En plus, ils volent des câbles

vol cable
Leo Gillet. CC BY-NC-ND.

Une filiale du groupe Vinci s’en tire bien. Cotisations patronales éludées, notamment sur des travaux ferroviaires : 1,4 million d’euros. Transaction en douce : bien en dessous de ça. Qui perd ? L’Etat et la SNCB, à qui les fraudeurs avaient aussi volé des… câbles électriques.


Pendant plusieurs années, monsieur Z a fourni de la main-d’œuvre bon marché à la firme Cegelec, elle-même sollicitée par Infrabel pour équiper les voies de chemins de fer de câbles électriques.

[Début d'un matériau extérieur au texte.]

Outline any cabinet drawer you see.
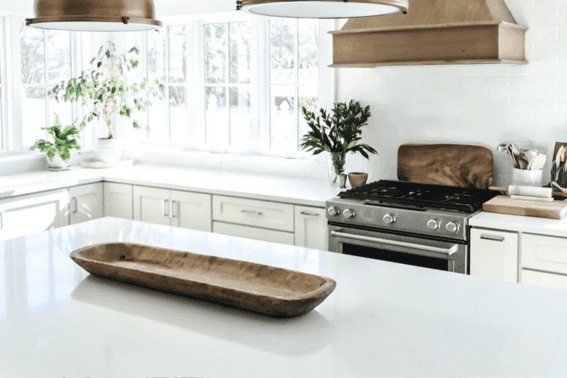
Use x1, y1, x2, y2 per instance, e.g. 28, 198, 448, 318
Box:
521, 234, 567, 274
470, 228, 518, 282
213, 222, 294, 245
520, 269, 567, 290
213, 196, 293, 232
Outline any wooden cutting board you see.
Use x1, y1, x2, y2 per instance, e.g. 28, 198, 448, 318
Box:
398, 143, 493, 189
482, 196, 567, 219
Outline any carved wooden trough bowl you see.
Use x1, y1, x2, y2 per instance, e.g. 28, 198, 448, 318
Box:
70, 243, 337, 317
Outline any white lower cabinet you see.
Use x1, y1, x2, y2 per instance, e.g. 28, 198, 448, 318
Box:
0, 189, 69, 240
213, 222, 294, 245
295, 206, 329, 251
69, 182, 104, 224
133, 186, 212, 232
520, 234, 567, 290
213, 195, 295, 245
104, 182, 134, 219
520, 269, 567, 290
470, 228, 518, 282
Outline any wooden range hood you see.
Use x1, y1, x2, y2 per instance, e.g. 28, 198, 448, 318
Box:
331, 0, 527, 67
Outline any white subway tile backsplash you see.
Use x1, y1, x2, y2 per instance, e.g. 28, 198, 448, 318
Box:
337, 0, 567, 185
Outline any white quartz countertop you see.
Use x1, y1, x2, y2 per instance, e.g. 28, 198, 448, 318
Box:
0, 218, 567, 378
0, 165, 339, 207
469, 212, 567, 237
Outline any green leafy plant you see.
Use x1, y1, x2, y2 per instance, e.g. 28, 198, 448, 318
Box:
48, 41, 163, 139
30, 116, 81, 163
299, 100, 377, 180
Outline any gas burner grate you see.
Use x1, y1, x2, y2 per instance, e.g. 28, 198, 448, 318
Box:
339, 180, 498, 213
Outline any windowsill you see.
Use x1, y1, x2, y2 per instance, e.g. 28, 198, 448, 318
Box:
0, 145, 327, 179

Il arrivait à Infrabel, la société publique en charge de notre réseau ferroviaire, d’avoir un petit besoin pressant. Comme à La Louvière, à Namur ou sur le tracé du RER, de 2010 à 2014.

  • «  Dans beaucoup de sociétés, les ouvriers ne veulent plus travailler la nuit ou le week-end pour 26 euros l’heure  », a indiqué monsieur Z aux inspecteurs sociaux alertés par des anomalies. «  Surtout pas dans les conditions de sécurité et de danger auxquelles on est confronté sur le rail.  »
  • «  Cegelec demandait juste des hommes. De laquelle de nos trois sociétés, ils provenaient ? Aucune importance pour Cegelec, a complété l’assistante de monsieur Z. Ses chefs de chantier savaient très bien que c’était interdit parce que nous ne sommes pas une société d’intérim.  »
  • «  Il est vrai que parfois, Infrabel nous demandait d’un coup 20 ou 25 travailleurs flexibles  », a déclaré le cadre de Cegelec nommé responsable des contacts avec les sous-traitants.

Eviter de rendre des comptes

En droit social, cela s’appelle de la mise à disposition de main-d’œuvre. Première infraction. Au surplus, des ouvriers affairés le long des rails n’étaient pas déclarés à la sécurité sociale. Deuxième infraction. Les mêmes procédures avaient un caractère systématique. Ce qui qualifie d’ « organisée » la fraude sociale établie il y a trois ans lorsque Cegelec et ses sous-traitants ont été inculpés. Montant éludé : environ 1,4 million d’euros.

Panique chez Cegelec qui venait d’être incorporée au sein du groupe Vinci, une multinationale française tenant à sa réputation. Elle fit alors appel à un des meilleurs avocats du barreau de Bruxelles. Un ancien bâtonnier. Dès le début, il avait une idée en tête. On y reviendra.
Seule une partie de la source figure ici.